Fiche technique

 

Voies de communication

n°1
   

 

Voies de communication

 


Carte de l'ardèche, milieu du XIXe siècle

 

Préambule

Dès l'antiquité, le Vivarais est traversé par plusieurs voies de communication importante. La plus développée, et sans doute aussi la mieux aménagée est la voie dite « d’Antonin », qui suit la vallée du Rhône jusqu’au Teil, avant d’obliquer vers Alba, chef lieu des Helviens puis de s'orienter au sud vers Vallon et Barjac, au niveau de Mirabel.
Un autre axe longe les Cévennes d’Aubenas aux Vans. De ce dernier, comme depuis la vallée du Rhône, partent plusieurs routes très secondaires qui pénètrent à l'intérieur du Vivarais vers le Velay et le Gévaudan.

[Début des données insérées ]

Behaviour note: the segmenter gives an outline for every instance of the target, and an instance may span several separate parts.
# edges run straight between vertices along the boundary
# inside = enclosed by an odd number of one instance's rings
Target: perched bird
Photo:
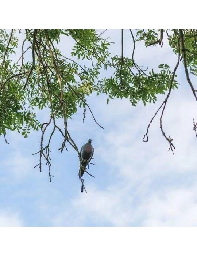
[[[81,177],[86,169],[86,167],[91,161],[94,154],[94,148],[92,146],[92,140],[90,139],[85,144],[82,146],[80,152],[81,158],[81,165],[79,172],[79,176]]]

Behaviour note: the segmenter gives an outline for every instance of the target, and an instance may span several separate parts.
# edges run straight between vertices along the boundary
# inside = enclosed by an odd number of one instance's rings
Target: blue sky
[[[107,31],[115,42],[112,54],[120,54],[121,30]],[[131,57],[133,49],[129,31],[125,34],[124,53]],[[63,40],[59,47],[68,54],[71,41]],[[136,45],[138,64],[157,68],[166,63],[173,68],[177,61],[168,47],[145,48]],[[83,124],[79,109],[69,121],[70,133],[78,147],[90,138],[94,148],[93,162],[84,182],[88,193],[80,192],[78,159],[68,147],[58,151],[62,142],[56,134],[51,142],[51,174],[47,168],[40,173],[34,167],[38,156],[40,134],[32,132],[24,139],[8,132],[9,144],[0,138],[0,226],[176,226],[197,225],[197,139],[193,131],[192,117],[197,119],[196,103],[185,78],[178,69],[178,90],[172,92],[163,118],[166,134],[173,139],[173,155],[161,134],[159,117],[151,124],[149,141],[142,139],[147,127],[164,99],[159,95],[155,104],[132,106],[127,100],[110,100],[106,95],[93,94],[88,99],[97,122],[87,113]],[[192,77],[192,81],[196,80]],[[49,119],[48,112],[38,113]]]

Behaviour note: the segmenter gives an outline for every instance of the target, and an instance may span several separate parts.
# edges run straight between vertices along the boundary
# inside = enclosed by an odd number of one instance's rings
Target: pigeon
[[[80,151],[81,158],[81,165],[79,172],[79,177],[81,177],[84,175],[86,167],[91,161],[94,154],[94,148],[92,146],[92,140],[90,139],[85,144],[82,146]]]

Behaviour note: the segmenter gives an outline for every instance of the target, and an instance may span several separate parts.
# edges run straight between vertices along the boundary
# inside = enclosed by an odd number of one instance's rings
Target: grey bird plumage
[[[92,140],[90,139],[85,144],[82,146],[80,152],[81,163],[79,172],[79,176],[81,177],[86,169],[86,167],[91,161],[94,154],[94,148],[92,145]]]

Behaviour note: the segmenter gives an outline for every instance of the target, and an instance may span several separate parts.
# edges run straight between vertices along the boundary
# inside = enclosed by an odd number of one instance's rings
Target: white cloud
[[[18,213],[0,212],[0,227],[21,227],[23,226]]]

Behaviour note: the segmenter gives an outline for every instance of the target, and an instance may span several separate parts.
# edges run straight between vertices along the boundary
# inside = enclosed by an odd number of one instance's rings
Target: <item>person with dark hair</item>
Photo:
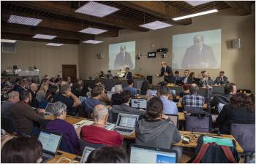
[[[1,151],[3,163],[39,163],[42,146],[37,138],[29,136],[15,137],[9,140]]]
[[[214,95],[211,100],[211,106],[215,106],[215,110],[219,113],[223,106],[230,103],[231,96],[236,93],[236,90],[235,83],[227,83],[225,86],[224,93],[217,93]]]
[[[232,95],[230,104],[223,106],[216,122],[222,134],[230,134],[234,123],[255,124],[255,106],[252,98],[243,93]]]
[[[192,84],[189,87],[189,95],[185,95],[182,98],[181,104],[183,106],[198,107],[202,108],[205,98],[200,95],[198,93],[199,88],[196,84]]]
[[[121,148],[104,147],[92,151],[86,163],[128,163],[126,152]]]
[[[135,96],[138,94],[137,90],[133,87],[133,80],[128,79],[127,80],[128,86],[124,88],[124,90],[129,90],[132,93],[132,97]]]
[[[181,98],[182,98],[184,95],[189,95],[189,87],[190,87],[190,85],[188,84],[188,83],[186,83],[183,85],[183,90],[184,91],[181,92],[179,93],[179,96]]]
[[[227,82],[227,77],[224,76],[225,72],[223,71],[219,71],[219,77],[216,77],[214,82],[214,85],[226,85]]]
[[[177,105],[172,100],[171,91],[167,87],[161,87],[159,95],[164,105],[164,114],[178,114]]]

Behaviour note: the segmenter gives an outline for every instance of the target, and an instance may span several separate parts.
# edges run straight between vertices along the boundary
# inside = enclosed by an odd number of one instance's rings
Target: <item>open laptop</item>
[[[136,114],[119,113],[113,130],[121,135],[131,136],[135,132],[135,123],[138,119],[139,116]]]
[[[147,108],[147,100],[146,100],[146,99],[132,99],[131,107],[146,109]]]
[[[80,163],[86,163],[87,161],[87,158],[89,156],[90,153],[95,149],[95,148],[89,147],[85,147],[83,152],[83,155],[81,159],[80,160]]]
[[[42,159],[43,163],[50,160],[56,155],[61,138],[61,134],[41,130],[38,140],[42,145]]]
[[[170,120],[173,122],[176,127],[178,129],[178,115],[169,114],[165,114],[168,116],[170,118]]]
[[[131,144],[130,163],[176,163],[177,152],[170,149]]]

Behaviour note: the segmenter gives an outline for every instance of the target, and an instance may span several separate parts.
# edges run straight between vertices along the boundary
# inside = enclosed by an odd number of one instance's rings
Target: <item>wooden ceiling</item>
[[[108,31],[99,34],[100,36],[117,37],[118,31],[124,28],[146,32],[148,29],[138,26],[155,20],[165,21],[174,26],[189,25],[192,23],[191,18],[179,21],[171,18],[212,9],[233,8],[240,15],[249,15],[250,7],[255,1],[211,1],[197,7],[181,1],[97,2],[120,10],[104,17],[97,17],[74,12],[88,1],[1,1],[1,39],[77,44],[81,41],[94,39],[94,35],[78,32],[89,26]],[[10,15],[39,18],[43,21],[36,27],[8,23]],[[36,34],[56,35],[58,37],[50,41],[33,39]]]

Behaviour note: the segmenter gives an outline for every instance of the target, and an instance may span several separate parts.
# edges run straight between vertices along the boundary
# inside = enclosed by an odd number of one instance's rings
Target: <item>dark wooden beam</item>
[[[74,23],[74,22],[69,22],[69,21],[64,21],[64,20],[60,20],[58,19],[51,19],[47,17],[34,15],[26,14],[23,12],[11,12],[10,10],[7,10],[4,9],[1,10],[1,21],[7,22],[10,15],[17,15],[23,17],[29,17],[43,20],[37,26],[37,27],[48,28],[52,28],[52,29],[56,29],[56,30],[64,30],[64,31],[72,31],[72,32],[78,32],[79,31],[90,26],[92,28],[97,28],[105,29],[108,31],[107,32],[99,34],[99,36],[108,36],[108,37],[117,37],[118,36],[118,30],[117,29],[102,28],[98,26],[91,26],[91,25],[89,26],[88,24],[85,24],[85,23]],[[83,34],[82,33],[80,34]]]
[[[227,4],[231,8],[237,12],[238,15],[244,16],[252,14],[252,9],[251,6],[253,3],[253,1],[225,1],[226,4]]]
[[[169,20],[173,24],[189,25],[192,23],[192,19],[175,21],[172,18],[187,13],[181,12],[178,9],[169,4],[164,4],[157,1],[116,1],[116,3],[124,6],[153,15],[154,16],[162,17]]]
[[[4,39],[12,39],[12,40],[23,40],[23,41],[31,41],[31,42],[39,42],[45,43],[63,43],[63,44],[79,44],[79,40],[72,40],[65,39],[53,39],[51,40],[42,39],[34,39],[32,38],[31,35],[23,35],[17,34],[12,33],[1,33],[1,38]]]
[[[102,24],[117,26],[120,28],[129,28],[139,31],[148,31],[148,29],[139,27],[142,24],[140,21],[121,17],[116,15],[110,15],[104,17],[97,17],[77,13],[75,9],[70,7],[70,5],[66,5],[61,1],[5,1],[5,3],[11,3],[12,4],[19,5],[31,9],[45,11],[58,15],[62,15],[67,17],[75,17],[80,20],[89,20]]]

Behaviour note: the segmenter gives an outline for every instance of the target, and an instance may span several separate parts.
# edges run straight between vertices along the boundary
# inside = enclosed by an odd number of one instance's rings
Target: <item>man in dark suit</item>
[[[162,69],[161,74],[157,74],[158,77],[164,76],[164,79],[168,83],[172,83],[175,80],[173,78],[173,70],[170,66],[168,66],[165,61],[161,63]]]
[[[188,47],[183,58],[184,69],[217,68],[217,61],[211,47],[203,44],[203,36],[194,37],[194,44]]]
[[[120,47],[120,52],[116,56],[114,69],[122,69],[124,66],[132,69],[133,68],[131,55],[126,52],[125,45],[121,45]]]
[[[125,79],[132,79],[132,72],[130,72],[129,71],[129,68],[127,67],[125,69],[125,74],[124,76],[123,77],[123,78],[124,78]]]

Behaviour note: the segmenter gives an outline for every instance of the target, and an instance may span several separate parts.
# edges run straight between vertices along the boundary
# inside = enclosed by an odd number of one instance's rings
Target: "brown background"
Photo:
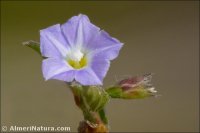
[[[70,126],[83,119],[61,81],[45,82],[42,59],[23,41],[79,13],[125,43],[104,80],[155,73],[162,97],[111,100],[113,132],[199,130],[199,2],[1,1],[1,122],[10,126]]]

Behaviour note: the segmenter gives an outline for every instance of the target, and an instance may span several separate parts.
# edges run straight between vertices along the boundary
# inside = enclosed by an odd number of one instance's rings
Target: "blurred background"
[[[116,78],[155,73],[161,94],[107,105],[112,132],[199,131],[198,1],[1,1],[1,123],[5,126],[70,126],[81,111],[62,81],[45,82],[40,56],[27,40],[39,30],[79,13],[125,45],[112,61],[105,86]]]

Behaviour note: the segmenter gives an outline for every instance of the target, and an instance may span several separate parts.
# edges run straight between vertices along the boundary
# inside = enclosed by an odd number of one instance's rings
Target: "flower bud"
[[[106,92],[112,98],[140,99],[155,96],[156,90],[151,84],[152,74],[130,77],[119,81]]]

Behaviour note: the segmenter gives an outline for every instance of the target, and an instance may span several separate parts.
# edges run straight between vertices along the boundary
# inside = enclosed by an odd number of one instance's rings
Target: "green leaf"
[[[107,125],[108,124],[108,118],[106,117],[106,113],[105,113],[104,109],[101,109],[99,111],[99,116],[100,116],[102,122]]]
[[[30,40],[27,42],[23,42],[23,45],[32,48],[34,51],[36,51],[38,54],[40,54],[42,56],[42,54],[40,52],[40,43],[39,42]]]

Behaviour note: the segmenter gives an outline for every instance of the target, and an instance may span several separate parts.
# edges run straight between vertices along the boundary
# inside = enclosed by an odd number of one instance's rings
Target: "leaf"
[[[106,113],[105,113],[104,109],[101,109],[99,111],[99,116],[100,116],[102,122],[107,125],[108,124],[108,118],[106,117]]]

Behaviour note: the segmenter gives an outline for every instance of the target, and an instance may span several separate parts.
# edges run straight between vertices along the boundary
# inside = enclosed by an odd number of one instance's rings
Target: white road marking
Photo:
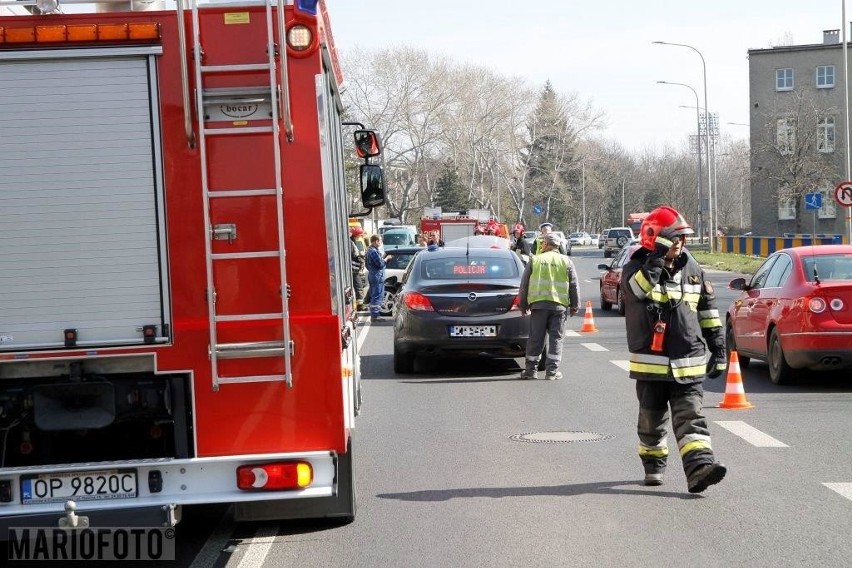
[[[263,566],[266,560],[266,555],[272,549],[272,543],[275,542],[275,537],[278,535],[278,528],[272,525],[265,525],[257,529],[252,538],[243,540],[240,546],[248,544],[246,553],[240,558],[237,568],[249,568]],[[231,563],[228,562],[230,565]]]
[[[789,448],[784,442],[780,442],[755,428],[749,426],[742,420],[716,420],[716,424],[728,430],[732,434],[736,434],[752,446],[758,448]]]
[[[823,483],[823,485],[852,501],[852,483]]]

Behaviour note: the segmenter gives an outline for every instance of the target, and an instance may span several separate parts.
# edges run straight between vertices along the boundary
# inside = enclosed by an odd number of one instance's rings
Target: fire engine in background
[[[444,213],[440,207],[426,207],[420,218],[420,232],[425,234],[437,231],[444,242],[469,237],[477,229],[483,234],[491,229],[497,236],[509,238],[506,224],[498,222],[487,209]]]
[[[354,518],[341,75],[284,4],[0,18],[0,528]]]

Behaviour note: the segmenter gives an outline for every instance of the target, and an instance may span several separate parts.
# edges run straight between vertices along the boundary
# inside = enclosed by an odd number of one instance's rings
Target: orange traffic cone
[[[731,351],[731,360],[728,363],[728,383],[725,385],[725,396],[717,408],[743,409],[751,408],[753,405],[746,400],[745,389],[743,389],[743,376],[740,373],[740,358],[736,351]]]
[[[595,318],[592,317],[592,301],[586,302],[586,315],[583,316],[583,327],[580,328],[580,333],[595,333],[598,328],[595,327]]]

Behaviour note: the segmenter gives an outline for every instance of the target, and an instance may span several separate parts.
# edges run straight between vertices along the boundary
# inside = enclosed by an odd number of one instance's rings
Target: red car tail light
[[[825,300],[820,298],[819,296],[814,296],[808,300],[808,310],[815,314],[821,314],[825,311],[826,308]]]
[[[241,465],[237,488],[244,491],[302,489],[314,480],[314,468],[304,461]]]
[[[435,308],[429,298],[420,292],[406,292],[402,297],[405,307],[418,312],[434,312]]]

Dès le XIIe - XIIIe siècles, les axes transversaux reliant la vallée du Rhône au Massif Central se développent sous l’impulsion du commerce entre ces deux régions aux productions complémentaires. Le Vivarais devient alors, et pour cinq siècle durant au moins, une région ouverte par laquelle transitent de nombreux produits et denrées : sel, vin, huile, bois, grains, produits d’importation, etc. Les transports sont alors assurés par des convois de mulets dont la résistance et l’habileté sont dès lors reconnus dans tout le sud-est. C’est autour de ce réseau routier et de ces échanges commerciaux que nombre de petites villes se développent : Aubenas, Joyeuse, Privas, Tournon, Annonay, Saint Agrève, Pradelles, etc. donnant au Vivarais médiéval un volet urbain oublié de nos jours.